二宮瑞希です。新越谷と咲桜の試合の翌日。私はある情報を入手する為に、埼玉まで足を運んでいます。
「それで明日の先発ですが……」
用事の終わった私は新井さんと通話で明日の決勝戦について話し合いをしています。
『……正気か?正直かなりリスクが高いぞ』
「承知の上です。準決勝までの試合は特に危なげもないのが問題でした……。決勝戦の相手はあの十文字さんのいる日の出高校です。しかしチャンスはここしかないでしょう」
『まぁ確かに準決勝までの相手は白糸台にとって脅威にならなかったのも事実だ……。わかった。その提案を受け入れよう。責任は私が持つ』
「ありがとうございます」
そうして新井さんとの通話を終えました。これで明日の試合のプランが決まりましたね。
「何が……何が駄目だったのかな?私のアドリブが弱かったから?だから変化の勢いが上がった一ノ瀬さんの球を捕れなかったの……?」
「珠姫ちゃん、大丈夫かな……?」
「こればかりは本人次第な気がするけどね……。というか雷轟はもう大丈夫なの?」
「強くならなきゃって想いはあるけど、3日後の決勝戦で借りを返せば良いかなって思ってるんだよね」
白糸台に戻ろうと歩いていると、どこかで聞いた事のある声が聞こえました。
(この声は朱里さんと雷轟さんと山崎さんですか……)
「……そこで何をしているんですか?」
つい声を掛けてしまいました。まぁ追い込まれていそうですし、助け船を出しておきましょうか。
「二宮はどうしてここに?」
「私は今から白糸台へ戻るところです。ここ数日は西東京と埼玉の往復ですね」
主に新越谷の試合観戦と埼玉で拾える情報を集める為ではありますが……。とりあえず朱里さんから事の顛末を聞きました。

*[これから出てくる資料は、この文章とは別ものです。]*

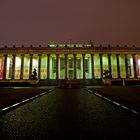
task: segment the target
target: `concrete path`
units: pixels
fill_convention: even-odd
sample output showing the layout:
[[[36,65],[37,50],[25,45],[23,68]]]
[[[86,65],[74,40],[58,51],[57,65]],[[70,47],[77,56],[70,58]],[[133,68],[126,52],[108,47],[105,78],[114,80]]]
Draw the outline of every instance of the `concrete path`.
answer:
[[[56,89],[0,116],[1,140],[140,139],[140,120],[84,89]]]

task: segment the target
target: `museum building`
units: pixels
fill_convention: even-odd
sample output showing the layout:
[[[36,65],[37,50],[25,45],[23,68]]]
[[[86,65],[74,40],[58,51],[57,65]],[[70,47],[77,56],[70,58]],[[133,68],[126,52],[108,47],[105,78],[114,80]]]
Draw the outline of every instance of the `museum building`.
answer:
[[[0,81],[30,79],[34,69],[39,80],[90,80],[140,78],[140,48],[56,44],[47,46],[4,46],[0,48]]]

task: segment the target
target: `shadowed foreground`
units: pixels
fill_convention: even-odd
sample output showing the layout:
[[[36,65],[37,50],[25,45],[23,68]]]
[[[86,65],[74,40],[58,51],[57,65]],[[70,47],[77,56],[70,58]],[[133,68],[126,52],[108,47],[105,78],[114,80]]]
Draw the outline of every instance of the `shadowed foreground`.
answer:
[[[56,89],[0,118],[0,139],[140,139],[140,121],[84,89]]]

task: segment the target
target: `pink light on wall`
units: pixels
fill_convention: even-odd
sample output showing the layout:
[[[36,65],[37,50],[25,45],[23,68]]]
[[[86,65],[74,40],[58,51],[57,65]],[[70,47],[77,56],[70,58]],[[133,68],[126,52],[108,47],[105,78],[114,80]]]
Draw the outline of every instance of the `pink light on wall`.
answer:
[[[4,72],[4,57],[2,57],[1,65],[0,65],[0,79],[3,79],[3,72]]]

「成程……。捕手としての自信と、これまでの経験が崩れる感覚がした……という訳ですね」
「二宮さんは……二宮さんはこういう時にどうすれば良いと思う?」
山崎さんは追い込まれていますね。敵である私にアドバイスを求めるとは……。
「……私はシニア時代に一ノ瀬さんとバッテリーを組んだ事が何度もありますので、山崎さんのような無様な結果にはならないでしょう」
「ぶ、無様……。で、でも初見だったから、不意を突かれたところもあったし、私もまだまだなんだなって思ったよ」
県対抗総力戦では組んだ事のない投手と組む可能性があります。初見だから……という理由は通用しないでしょうね。
「そういえば二宮は一ノ瀬さんの変化球を初見で難なく捕っていたよね?その時の経験を話せば良いんじゃないの?」
「私のですか?」
「き、訊いても良いかな?」
私は初見の相手でも特に苦もなく捕れていますが……。
「私の場合は……投手の様々な情報を収集し、ありとあらゆる可能性を廻らせ、自分にとっての想定外を1つでも減らす事が大切だと思っています」
「…………」
「近い将来、山崎さんと一ノ瀬さんがバッテリーを組む可能性もありますし、多くの事を考えた方が山崎さん為にもなりますよ」
山崎さんはどこか憑き物が落ちたような表情をしていました。どうやら悩みは解決したようですね。
「私の為……。うん、ありがとう二宮さん」
「礼を言われるような事はしていませんよ。山崎さんが、山崎さんなりの解答を見付けただけです」
本当に、私は何もしていません。
「それでも言わせてほしいんだ。二宮さんの言葉で私なりの答えが見付かったから」
「そうですか……。ではもう1つだけ言わせてください。これから先、山崎さんが今日みたいな悩みを抱えたなら、自分が野球を、捕手を始めた切欠を思い返してみてください」
「私が捕手を始めた切欠を……?」
「その思いが活力になる事もありますからね。私も辛い時は似たような事を思いました」
主に幼少期ですね。
「……わかった。私なりに色々考えてみるね!」
「それでは私はこれで失礼します。決勝戦、良い試合を期待していますよ?」
これで山崎さんの方は心配ないでしょう。